Is there any formula for $(ab)^n$ involving $a^nb^n$ for any natural number $n$? That is, some formula like $(ab)^n = a^nb^nf(a,b)$ for some function of $a$ and $b$.
Please not those "modulo" some subgroups formulas! Like $$ (ab)^n \equiv a^nb^n \pmod{H}, $$ where $H \leq G$
Thanks in advance.
There are some formulas* and they involve (often unknown) commutators. Sometimes there are particularly nice formulas, but they hold in $p$-groups and for things of the form $(ab)^{p^n}$, so they do not hold for arbitrary powers.
Some example formuals are:
If $G$ is nilpotent of class at most two then the identity $$(xy)^m=x^my^m[y,x]^{m\choose2}$$ holds. Which is really pretty. You can generalise this, via the Hall-Petresco formula, to groups of higher class, but the cost here is more commutators.
If $G$ is any group then we have the Hall-Petresco formula, as mentioned in the comments: $$x^my^m=(xy)^mc_2^{m\choose {2}}c_3^{m\choose {3}}\cdots c_{m-1}^{m\choose {m-1}}c_m.$$ Here each $c_i$ is contained in the $i^{th}$ subgroup of the decending central series for the group $G$. See Section 12.3 of M. Hall (1959), The theory of groups, Macmillan, MR 0103215. This book also contains some useful formulas for regular $p$-groups. Note that it is Philip Hall after whome the formula is named, while Marshall Hall wrote a book (and did other stuff too!).

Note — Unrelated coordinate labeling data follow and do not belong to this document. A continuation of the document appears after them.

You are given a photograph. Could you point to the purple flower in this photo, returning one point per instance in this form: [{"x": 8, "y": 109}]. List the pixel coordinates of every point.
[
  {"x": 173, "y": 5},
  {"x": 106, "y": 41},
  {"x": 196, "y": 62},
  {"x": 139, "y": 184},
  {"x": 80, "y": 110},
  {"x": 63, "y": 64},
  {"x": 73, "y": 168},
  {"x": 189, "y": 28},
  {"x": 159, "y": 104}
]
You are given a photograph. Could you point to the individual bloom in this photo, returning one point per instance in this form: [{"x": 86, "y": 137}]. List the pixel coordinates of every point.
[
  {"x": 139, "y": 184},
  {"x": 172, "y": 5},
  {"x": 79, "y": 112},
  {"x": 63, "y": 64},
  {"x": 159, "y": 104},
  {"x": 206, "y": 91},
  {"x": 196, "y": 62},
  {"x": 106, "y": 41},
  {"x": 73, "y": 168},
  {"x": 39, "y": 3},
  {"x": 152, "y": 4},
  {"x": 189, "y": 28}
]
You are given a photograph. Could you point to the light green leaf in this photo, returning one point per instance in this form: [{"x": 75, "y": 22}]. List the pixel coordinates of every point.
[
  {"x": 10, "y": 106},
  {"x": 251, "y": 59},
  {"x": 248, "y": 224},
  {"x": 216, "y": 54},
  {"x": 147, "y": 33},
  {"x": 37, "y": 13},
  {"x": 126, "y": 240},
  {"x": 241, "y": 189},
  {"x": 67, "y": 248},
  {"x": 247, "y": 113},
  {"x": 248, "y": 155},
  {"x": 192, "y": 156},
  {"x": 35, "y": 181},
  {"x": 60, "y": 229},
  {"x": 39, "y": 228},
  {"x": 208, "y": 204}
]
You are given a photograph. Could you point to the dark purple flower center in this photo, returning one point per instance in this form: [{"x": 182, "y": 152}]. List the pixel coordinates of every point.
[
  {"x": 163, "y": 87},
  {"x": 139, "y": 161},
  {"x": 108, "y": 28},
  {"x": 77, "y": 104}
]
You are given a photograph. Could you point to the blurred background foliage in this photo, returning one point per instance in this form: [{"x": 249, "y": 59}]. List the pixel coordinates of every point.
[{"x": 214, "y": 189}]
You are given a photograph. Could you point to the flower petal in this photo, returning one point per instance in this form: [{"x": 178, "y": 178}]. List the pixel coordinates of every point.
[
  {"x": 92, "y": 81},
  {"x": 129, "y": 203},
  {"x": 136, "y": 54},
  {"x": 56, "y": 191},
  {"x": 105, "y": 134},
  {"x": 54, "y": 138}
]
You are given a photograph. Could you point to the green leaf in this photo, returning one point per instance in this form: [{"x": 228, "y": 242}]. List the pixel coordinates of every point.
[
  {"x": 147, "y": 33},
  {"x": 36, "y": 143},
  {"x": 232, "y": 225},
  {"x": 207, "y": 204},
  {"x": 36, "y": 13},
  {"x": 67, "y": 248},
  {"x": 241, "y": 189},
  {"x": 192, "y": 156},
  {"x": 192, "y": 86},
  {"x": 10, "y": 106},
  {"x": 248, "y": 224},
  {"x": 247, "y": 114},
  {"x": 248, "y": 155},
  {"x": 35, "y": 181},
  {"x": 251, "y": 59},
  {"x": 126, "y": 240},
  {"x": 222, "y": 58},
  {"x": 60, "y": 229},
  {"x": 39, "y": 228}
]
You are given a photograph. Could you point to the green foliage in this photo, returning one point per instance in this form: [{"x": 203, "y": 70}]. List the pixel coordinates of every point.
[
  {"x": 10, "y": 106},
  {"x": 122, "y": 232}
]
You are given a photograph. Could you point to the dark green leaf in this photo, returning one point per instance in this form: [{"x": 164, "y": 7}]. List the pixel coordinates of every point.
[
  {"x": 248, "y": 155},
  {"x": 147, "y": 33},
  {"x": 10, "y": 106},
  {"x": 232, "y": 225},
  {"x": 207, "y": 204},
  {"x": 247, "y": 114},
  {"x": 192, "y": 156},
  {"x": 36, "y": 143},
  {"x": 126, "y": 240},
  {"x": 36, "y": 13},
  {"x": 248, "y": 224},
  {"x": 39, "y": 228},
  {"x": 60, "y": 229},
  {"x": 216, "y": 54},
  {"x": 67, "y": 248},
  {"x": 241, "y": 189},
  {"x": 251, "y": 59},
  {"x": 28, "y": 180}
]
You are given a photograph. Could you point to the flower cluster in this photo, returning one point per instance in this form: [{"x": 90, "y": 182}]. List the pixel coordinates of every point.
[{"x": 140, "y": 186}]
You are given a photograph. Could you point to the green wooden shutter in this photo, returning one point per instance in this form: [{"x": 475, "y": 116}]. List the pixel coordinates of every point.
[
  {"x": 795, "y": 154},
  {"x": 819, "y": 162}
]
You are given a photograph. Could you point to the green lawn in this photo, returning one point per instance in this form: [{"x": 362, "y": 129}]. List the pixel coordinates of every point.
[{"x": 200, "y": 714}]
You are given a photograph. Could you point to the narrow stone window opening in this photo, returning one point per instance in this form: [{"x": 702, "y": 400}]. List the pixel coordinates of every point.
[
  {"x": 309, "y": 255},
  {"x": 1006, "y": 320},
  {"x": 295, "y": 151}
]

You can find other formulas in the first section of the book C. Leedham-Green, S. McKay (2002) The Structure of Groups of Prime Power Order, Oxford University Press, and also in the book Y. Berkovich (2008) Groups of Prime Power Order Volume 1 (Appendix 1 of this book proves the Hall-Petresco formula).
*or formulae, if you want to be correct but also sound slightly pretentious :-)